NanoJMTEB-v2 / miracl_ja

Overview

NanoJMTEB-v2 / miracl_ja is the Japanese MIRACL retrieval task packaged inside the Japanese MTEB-style Nano set. Like NanoMIRACL / ja, it is a monolingual Japanese Wikipedia passage retrieval task: short Japanese questions retrieve Japanese passages that contain the answer evidence. The metadata records 200 queries, 10,000 passages, and 373 positive qrels, with 78 queries having multiple positives. The task is entity-centered and fact-oriented, but it is not only a title lookup. A strong system must preserve exact Japanese names and article-title cues while choosing the passage that answers the requested relation. BM25 has strong top-100 coverage, dense retrieval gives the strongest top-rank ordering, and reranking hybrid creates the most reliable top-100 candidate pool for downstream reranking.

Details

What the Original Data Measures

Making a MIRACL: Multilingual Information Retrieval Across a Continuum of Languages introduced MIRACL as a multilingual monolingual retrieval benchmark over Wikipedia passages.

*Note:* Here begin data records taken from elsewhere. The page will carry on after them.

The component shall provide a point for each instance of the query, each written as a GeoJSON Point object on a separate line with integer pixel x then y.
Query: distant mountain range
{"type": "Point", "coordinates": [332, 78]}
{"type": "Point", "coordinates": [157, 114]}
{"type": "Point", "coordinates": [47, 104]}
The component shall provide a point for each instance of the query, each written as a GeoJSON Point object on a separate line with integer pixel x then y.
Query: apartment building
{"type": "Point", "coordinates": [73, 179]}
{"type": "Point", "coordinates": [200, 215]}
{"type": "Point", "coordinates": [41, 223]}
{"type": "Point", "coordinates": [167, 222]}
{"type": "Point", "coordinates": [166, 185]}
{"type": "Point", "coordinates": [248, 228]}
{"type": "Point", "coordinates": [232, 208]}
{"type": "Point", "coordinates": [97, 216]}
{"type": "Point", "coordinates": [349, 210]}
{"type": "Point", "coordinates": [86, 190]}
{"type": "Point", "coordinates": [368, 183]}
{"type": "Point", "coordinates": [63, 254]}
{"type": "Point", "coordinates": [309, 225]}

Japanese queries are matched to Japanese passages, with native-language questions and relevance judgments. The task measures passage retrieval: the system must retrieve a text passage that provides evidence for the information need, not merely classify the question or generate an answer.

JMTEB adapts Japanese retrieval tasks for embedding evaluation. This Nano task keeps MIRACL's Japanese Wikipedia evidence-finding shape but places it inside a Japanese embedding benchmark family. That context matters for model comparison: the task is useful for evaluating Japanese dense encoders, sparse retrievers, and reranking pipelines on the same entity-and-evidence behavior that MIRACL was designed to test.

Observed Data Profile

The sampled Nano task has 200 queries and 10,000 documents. Positive relevance is not always one-to-one: the average is 1.865 positives per query, and the maximum is 8. Queries are short, averaging 17.50 characters. They ask about birth dates, opening dates, country membership, licenses, definitions, office holders, fictional properties, media figures, sports, and historical entities. Documents are Japanese Wikipedia passages averaging 194.29 characters, usually starting with the article title and then a concise explanatory paragraph.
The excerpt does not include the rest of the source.